Harvest Lasagna Soup

I have a thing for soups with cream in them. This one is a tomato cream base with hearty root vegetables. As with the butternut squash soup, I prefer Jimmy Dean's maple sausage in this. It is so delicious. There are no measurements on this-- just throw in whatever you have until it looks right.

Campanelle noodles 
Chicken broth 
Tomato sauce 
Ground beef/ground sausage (Sautéed with diced onions) 
Sliced carrots 
1 can of tomatoes with the juice. 
Peeled, sliced and diced sweet potato
Fresh thyme, oregano, and rosemary, and dry Italian seasonings. 

Put everything in a big pot (noodles just the last 15 min) and simmer to soft veggie perfection. Add a splash of heavy cream. Yum. 

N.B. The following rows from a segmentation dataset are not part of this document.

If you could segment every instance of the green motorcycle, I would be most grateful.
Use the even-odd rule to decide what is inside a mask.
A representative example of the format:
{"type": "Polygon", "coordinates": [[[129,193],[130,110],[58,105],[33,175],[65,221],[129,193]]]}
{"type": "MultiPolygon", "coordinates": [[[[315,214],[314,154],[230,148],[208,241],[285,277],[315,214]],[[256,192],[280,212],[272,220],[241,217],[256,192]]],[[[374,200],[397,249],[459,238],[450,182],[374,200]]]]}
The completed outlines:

Butternut Squash and Wild Rice Soup

This soup is fall at it's finest. It is amazing and you won't believe me until you try it. I highly recommend using Jimmy Dean's maple sausage. It takes this thing to a new level.


Ingredients:
32 oz butternut squash soup (you can make your own or buy it in the box)
2 lb pork sausage
2 c chopped onions (I usually skip this and throw in some onion powder instead)
salt and pepper
7 c chicken stock (or 7 cups water and 7 tsp chicken bouillon powder)
2 c wild rice
2 c frozen corn
2 c cream

Directions:

1. In a BIG soup pot, over medium heat, brown onion and sausage. Set cooked meat aside.

2. Add chicken stock to rice and boil for 1 hours. Add squash soup, sausage and corn. Bring to a boil. Reduce heat to medium-low, cover and simmer for 20 min.

3. Remove from heat and stir in cream and season with salt and pepper.